JWST recently wеnt viral with its observation of gаlaxies in the early Universе. Squeezed and merging galaxies, observed shortly after the beginning of science operations in JWST, seem to be more extended and mature than previously thought. It is with such discoveries that new discussions are raised together with provocative headlines that suggest that these discoveries could ‘’break’’ the Big Bang theory. However, this is where the cliche begins and ends as to unveil the truth is much more interesting.

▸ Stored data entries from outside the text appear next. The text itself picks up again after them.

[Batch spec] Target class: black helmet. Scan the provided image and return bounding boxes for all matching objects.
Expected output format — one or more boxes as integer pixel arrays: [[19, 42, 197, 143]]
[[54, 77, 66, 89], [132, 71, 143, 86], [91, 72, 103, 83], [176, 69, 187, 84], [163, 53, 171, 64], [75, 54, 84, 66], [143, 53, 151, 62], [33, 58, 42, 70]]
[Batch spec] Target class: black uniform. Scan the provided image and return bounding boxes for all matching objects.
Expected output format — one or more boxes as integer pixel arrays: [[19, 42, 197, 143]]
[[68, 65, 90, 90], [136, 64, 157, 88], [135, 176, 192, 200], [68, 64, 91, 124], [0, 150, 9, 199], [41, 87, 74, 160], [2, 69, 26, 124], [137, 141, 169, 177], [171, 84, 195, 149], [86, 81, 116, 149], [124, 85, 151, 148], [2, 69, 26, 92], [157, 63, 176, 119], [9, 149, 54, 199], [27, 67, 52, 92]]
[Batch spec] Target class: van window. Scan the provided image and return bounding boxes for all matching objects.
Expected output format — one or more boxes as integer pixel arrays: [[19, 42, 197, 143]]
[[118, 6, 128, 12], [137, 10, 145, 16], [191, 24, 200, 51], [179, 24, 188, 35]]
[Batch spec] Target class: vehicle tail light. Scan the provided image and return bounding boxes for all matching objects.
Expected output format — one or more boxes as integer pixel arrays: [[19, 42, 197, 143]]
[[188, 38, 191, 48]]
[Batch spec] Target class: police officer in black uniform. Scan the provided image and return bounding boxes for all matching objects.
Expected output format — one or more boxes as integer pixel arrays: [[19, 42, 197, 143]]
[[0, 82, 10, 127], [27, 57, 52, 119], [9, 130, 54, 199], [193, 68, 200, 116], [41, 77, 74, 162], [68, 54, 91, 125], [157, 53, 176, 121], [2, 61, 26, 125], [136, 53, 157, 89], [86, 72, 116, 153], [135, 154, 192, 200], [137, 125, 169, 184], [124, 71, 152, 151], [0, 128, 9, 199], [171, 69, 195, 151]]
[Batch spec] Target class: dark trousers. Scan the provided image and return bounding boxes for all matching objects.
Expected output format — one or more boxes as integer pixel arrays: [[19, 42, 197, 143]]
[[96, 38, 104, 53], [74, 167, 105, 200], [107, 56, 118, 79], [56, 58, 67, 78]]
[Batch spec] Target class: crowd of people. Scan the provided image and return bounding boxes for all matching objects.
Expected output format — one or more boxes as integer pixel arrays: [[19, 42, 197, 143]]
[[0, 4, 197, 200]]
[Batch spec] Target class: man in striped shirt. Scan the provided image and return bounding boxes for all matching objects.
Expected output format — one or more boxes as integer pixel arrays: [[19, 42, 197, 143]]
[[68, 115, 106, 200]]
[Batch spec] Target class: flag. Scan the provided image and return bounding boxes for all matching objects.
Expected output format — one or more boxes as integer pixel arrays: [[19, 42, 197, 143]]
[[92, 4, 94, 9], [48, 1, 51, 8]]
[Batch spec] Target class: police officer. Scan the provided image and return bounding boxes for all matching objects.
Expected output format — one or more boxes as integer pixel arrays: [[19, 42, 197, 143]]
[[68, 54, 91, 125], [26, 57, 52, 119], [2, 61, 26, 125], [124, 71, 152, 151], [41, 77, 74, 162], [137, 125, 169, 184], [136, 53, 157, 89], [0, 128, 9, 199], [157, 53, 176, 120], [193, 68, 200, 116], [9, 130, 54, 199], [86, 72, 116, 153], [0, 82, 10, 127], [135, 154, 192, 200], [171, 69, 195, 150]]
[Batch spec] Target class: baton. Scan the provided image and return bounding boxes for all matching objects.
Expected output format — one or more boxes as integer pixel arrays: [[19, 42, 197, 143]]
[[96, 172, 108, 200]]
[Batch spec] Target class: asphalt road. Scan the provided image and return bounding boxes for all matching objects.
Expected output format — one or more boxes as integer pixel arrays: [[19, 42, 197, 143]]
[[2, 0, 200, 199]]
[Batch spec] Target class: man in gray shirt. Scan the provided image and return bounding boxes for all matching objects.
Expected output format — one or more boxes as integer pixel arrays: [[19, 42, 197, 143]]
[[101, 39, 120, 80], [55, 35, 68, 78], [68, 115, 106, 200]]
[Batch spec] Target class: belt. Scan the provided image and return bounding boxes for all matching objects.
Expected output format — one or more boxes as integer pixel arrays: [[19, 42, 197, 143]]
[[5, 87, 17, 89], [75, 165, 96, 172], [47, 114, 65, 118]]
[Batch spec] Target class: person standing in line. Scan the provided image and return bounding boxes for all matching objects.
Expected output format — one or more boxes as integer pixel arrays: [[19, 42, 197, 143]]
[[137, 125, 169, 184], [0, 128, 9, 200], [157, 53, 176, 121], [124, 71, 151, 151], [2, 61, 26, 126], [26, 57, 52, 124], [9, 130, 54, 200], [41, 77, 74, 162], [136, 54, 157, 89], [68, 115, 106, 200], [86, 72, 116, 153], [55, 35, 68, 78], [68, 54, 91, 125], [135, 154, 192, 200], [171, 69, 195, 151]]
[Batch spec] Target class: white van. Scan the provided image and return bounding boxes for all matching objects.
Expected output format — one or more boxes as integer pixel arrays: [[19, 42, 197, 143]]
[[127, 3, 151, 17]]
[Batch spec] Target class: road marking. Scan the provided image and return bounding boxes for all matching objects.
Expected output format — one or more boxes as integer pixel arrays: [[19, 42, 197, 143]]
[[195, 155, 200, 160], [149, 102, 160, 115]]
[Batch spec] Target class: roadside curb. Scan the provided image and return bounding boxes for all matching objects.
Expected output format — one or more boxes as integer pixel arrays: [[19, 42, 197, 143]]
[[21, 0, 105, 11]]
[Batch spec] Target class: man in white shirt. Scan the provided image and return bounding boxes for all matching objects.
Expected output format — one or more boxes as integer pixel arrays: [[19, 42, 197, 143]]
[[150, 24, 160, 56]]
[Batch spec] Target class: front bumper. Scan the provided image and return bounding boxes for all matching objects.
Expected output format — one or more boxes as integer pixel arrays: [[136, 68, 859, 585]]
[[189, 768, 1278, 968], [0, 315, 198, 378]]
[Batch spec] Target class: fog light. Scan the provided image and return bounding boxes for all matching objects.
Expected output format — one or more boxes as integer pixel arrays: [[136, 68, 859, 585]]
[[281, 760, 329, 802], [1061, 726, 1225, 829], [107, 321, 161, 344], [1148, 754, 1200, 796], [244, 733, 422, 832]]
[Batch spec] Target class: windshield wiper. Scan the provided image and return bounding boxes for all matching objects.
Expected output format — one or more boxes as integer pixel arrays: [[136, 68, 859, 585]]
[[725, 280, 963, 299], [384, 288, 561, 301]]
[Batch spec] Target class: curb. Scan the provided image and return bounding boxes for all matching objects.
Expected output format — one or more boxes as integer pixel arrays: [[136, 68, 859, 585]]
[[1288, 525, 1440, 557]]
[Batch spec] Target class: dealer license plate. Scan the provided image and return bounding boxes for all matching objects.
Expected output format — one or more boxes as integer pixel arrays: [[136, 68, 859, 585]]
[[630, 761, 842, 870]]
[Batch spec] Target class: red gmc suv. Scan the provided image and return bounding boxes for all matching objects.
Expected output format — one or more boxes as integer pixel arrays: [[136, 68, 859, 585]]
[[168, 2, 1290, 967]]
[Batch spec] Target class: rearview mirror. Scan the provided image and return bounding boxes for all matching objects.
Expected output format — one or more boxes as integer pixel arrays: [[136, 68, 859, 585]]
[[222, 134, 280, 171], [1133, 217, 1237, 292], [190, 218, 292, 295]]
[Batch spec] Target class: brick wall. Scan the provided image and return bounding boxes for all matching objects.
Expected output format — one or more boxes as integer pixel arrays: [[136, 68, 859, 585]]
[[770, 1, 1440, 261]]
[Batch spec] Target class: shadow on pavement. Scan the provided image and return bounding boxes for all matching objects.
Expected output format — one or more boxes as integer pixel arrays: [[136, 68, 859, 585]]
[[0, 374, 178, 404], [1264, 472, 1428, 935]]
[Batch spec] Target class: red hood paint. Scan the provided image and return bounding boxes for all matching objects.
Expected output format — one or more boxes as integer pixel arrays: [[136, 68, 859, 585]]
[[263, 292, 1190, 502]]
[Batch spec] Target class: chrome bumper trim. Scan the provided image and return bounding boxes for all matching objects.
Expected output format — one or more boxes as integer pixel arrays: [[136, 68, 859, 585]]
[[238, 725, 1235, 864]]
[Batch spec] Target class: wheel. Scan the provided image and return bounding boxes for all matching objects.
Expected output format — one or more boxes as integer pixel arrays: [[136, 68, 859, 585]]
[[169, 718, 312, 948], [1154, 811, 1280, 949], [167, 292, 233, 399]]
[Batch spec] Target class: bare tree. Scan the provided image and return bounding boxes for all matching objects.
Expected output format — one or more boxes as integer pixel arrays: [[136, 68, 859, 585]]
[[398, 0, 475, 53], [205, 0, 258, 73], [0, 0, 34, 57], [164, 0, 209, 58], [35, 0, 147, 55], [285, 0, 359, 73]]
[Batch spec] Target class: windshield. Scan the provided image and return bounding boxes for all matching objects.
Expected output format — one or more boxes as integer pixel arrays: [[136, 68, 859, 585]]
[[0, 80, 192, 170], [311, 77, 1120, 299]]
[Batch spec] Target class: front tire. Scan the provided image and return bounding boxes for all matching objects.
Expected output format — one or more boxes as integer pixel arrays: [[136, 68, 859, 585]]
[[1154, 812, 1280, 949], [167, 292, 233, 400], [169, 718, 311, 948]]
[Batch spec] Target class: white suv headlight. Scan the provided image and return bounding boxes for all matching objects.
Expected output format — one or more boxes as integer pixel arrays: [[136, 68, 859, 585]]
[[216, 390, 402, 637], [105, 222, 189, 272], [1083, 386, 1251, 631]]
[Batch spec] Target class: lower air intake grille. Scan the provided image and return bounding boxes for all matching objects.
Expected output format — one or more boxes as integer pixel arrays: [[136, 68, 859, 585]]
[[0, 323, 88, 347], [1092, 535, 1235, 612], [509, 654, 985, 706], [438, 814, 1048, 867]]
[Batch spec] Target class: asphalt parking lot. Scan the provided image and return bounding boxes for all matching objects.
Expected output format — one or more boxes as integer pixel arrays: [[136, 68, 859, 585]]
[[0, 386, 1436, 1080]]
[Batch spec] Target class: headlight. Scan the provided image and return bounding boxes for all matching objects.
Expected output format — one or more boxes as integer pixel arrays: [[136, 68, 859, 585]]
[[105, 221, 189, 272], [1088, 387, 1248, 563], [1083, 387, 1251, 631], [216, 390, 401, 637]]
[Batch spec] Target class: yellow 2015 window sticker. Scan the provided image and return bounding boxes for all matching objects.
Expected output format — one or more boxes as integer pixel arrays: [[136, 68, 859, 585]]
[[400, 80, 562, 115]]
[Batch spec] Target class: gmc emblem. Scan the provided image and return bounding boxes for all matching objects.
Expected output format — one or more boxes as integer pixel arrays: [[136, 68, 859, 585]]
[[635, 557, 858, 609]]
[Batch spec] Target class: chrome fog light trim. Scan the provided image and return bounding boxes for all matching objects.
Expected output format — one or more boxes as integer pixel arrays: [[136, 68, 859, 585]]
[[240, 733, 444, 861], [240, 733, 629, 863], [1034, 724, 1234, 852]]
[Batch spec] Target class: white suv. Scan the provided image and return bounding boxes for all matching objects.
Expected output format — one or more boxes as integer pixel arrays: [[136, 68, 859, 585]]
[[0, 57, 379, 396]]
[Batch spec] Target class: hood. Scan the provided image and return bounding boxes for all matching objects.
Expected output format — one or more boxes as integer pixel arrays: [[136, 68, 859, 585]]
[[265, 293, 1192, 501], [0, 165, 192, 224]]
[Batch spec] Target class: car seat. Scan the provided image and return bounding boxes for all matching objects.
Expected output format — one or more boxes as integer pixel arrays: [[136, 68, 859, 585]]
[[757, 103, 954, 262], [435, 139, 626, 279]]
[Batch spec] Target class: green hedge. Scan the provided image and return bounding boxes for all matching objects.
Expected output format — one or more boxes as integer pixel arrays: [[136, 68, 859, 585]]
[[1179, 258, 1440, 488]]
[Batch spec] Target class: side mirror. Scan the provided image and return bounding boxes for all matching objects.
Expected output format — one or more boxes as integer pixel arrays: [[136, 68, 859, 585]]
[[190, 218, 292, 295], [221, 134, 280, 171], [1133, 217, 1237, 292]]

A globally popular model for the evolution of the universe from a hot and dense state is the Big Bang theory that has withstood many observational checks. This theory simply makes estimations on where galaxies will be now and in the future which but the appearance of the galaxies are not pinned down.
Thanks to the above-mentioned JWST observations, astronomers have detected galaxies which seem to have high redshift values, hence, the early universe is simulated to have had galaxies only 200-250 million years after the alleged big bang. The hints which came from a field which turned out to be intrinsically imprecise were that these galaxies were abnormally large for their cosmic epoch. To demonstrate that many galaxies have very large redshifts, Mainz announced that it challenged the Big Bang theory; however, more accurate redshift values for these galaxies adjusted their ages, thus systemizing them in a more acceptable context of modern cosmology.
For example, while determining a certain galaxy’s redshift, they changed 16+ to 4. 9, well over a billion years old, which checks out with Big Bang theory. At the same time, JWST again explains the presence of remote galaxies, for example, JADES-GS-z14-0, with a redshift of 14. 32, existing now 290 million years after the Big Bang. These findings shed new light on the early forms of galaxies and star advancement; it may alter current theories but it does not negate the Big Bang theory.